Ted Cruz, a senator from Texas, won in Kansas and Maine. Cruz, 45, has run as an outsider, bent on shaking up the Republican establishment in Washington. A favorite of evangelicals, he has called for the United States to “carpet bomb” the Islamic State terror group and has pledged to eliminate the tax-collecting Internal Revenue Service and four cabinet agencies.

The wins for Trump and Cruz on Saturday were a setback for a Republican establishment that has largely lined up behind Marco Rubio, who has been shut out in the four contests. The party’s establishment has not been much happier with Cruz than Trump, since Cruz has alienated many party leaders in Washington.

The four Republican contests on Saturday together accounted for just 155 delegates. Cruz won 64 delegates on Saturday, while Trump took 49.

Cruz said the results showed he was gaining momentum in the race, yet Trump still has a substantial lead in the race for delegates who select the presidential nominee at the nominating convention in July.

The Republican campaign now moves to Puerto Rico on Sunday and to contests on Tuesday in Michigan, Mississippi, Idaho and Hawaii, where Trump will be looking to expand his lead in the battle to pick nominees for the Nov. 8 presidential election to succeed President Barack Obama.

On the Democratic side, front-runner Hillary Clinton won on Saturday in Louisiana and rival Bernie Sanders won in Kansas and Nebraska, in results that slightly expanded Clinton’s delegate lead over the senator from Vermont.

Next up for the Democrats is a contest in Maine on Sunday and a nationally broadcast debate on Sunday night from Flint, Michigan, a majority-black and impoverished city that has suffered a health crisis caused by a contaminated water supply.

Democrats in Michigan and Mississippi also will vote on Tuesday.

“Now all eyes turn to Michigan,” Clinton said on Saturday night at a rally in Detroit.

The Republican race has been marked by a growing wave of attacks on Trump from the Republican establishment, which has blanched at his calls to build a wall on the border with Mexico, round up and deport 11 million undocumented immigrants, and temporarily bar all Muslims from entering the United States. But Trump shrugged off the attacks and went on to win contests in Louisiana and Kentucky on Saturday.

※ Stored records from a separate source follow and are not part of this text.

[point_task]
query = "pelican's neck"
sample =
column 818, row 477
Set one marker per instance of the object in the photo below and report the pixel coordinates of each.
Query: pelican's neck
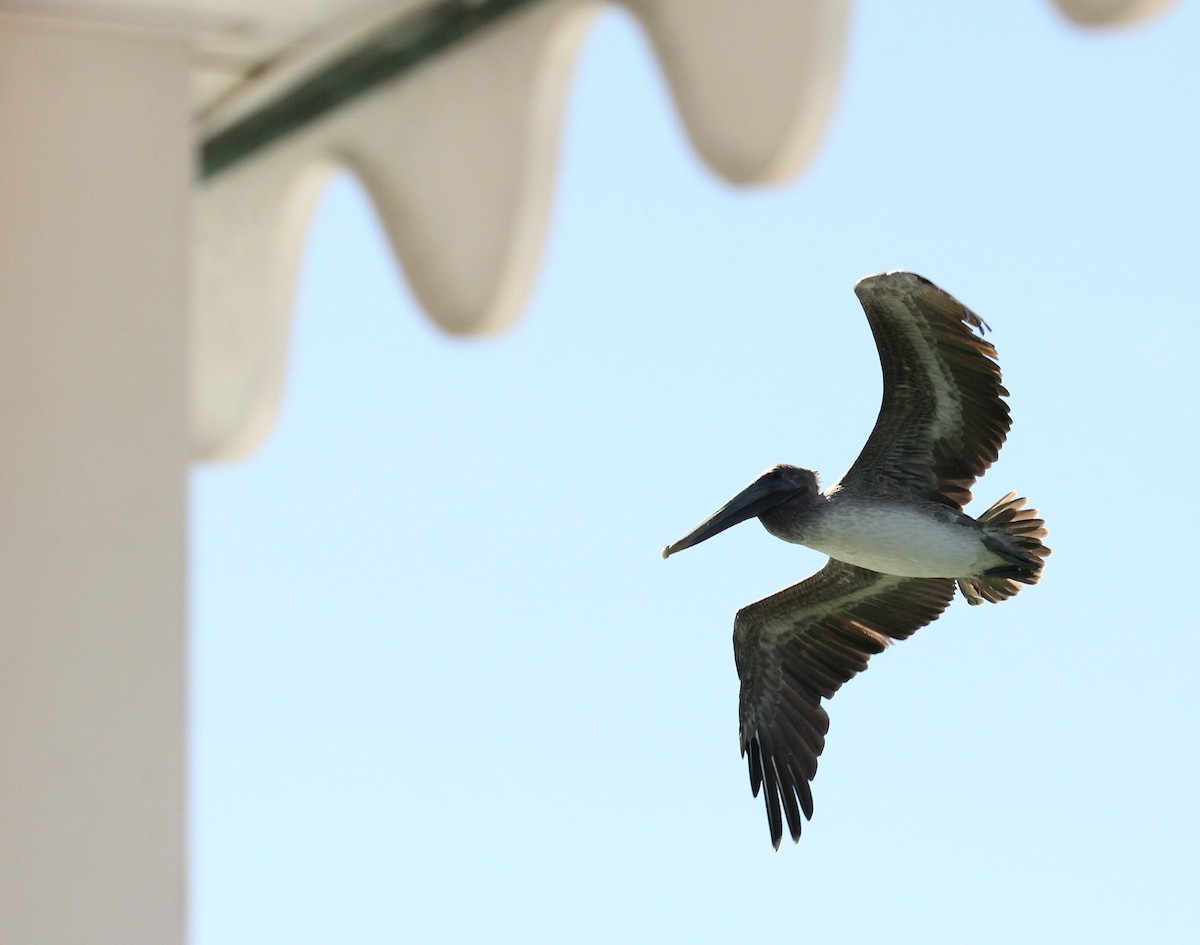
column 797, row 519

Rubio, on the other hand, needs to win in Florida to keep his campaign going, after winning just a single state, Minnesota, out of 15 contests so far. If Cruz and Kasich, with combined support of about 20 percent, lose in Florida, it may be enough to put Rubio over the top in the winner-take-all state that will award 99 delegates in its primary.

Speaking on Saturday at the Conservative Political Action Conference in National Harbor, Md., Rubio predicted victory in Florida while playing down the importance of the state’s primary: “I’ve never based my campaign on one single state but I can tell you this: we will win the state of Florida,” Rubio said. “I have experience at beating people who don’t say who they truly are. I have experience at beating people who portray themselves to be one thing but are actually something else, and you’re going to find that out.” ‘

Cruz, whose wife and father campaigned on his behalf in Florida this month, said Friday that he was opening 10 offices as part of a “serious commitment” to the state.

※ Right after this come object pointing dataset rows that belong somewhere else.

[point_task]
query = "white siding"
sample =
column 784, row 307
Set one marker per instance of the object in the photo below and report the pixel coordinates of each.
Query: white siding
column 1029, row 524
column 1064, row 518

“In order to defeat Donald Trump, we’ve got to come together,” Cruz said Friday night in Mandeville, La. “If the field remains divided, then he can hope to win winner-take-all states with a plurality of 35 percent. Head to head, we not only beat Donald Trump, we beat him resoundingly.”

Most states that have voted so far, including Texas, have awarded delegates proportionately using formulas based on winners in each congressional district. Cruz won his home state by 17 percentage points and picked up 55 more delegates there than Trump, but Florida’s all-or-nothing prize is more consequential in the race to the 1,237 delegates needed to win the nomination.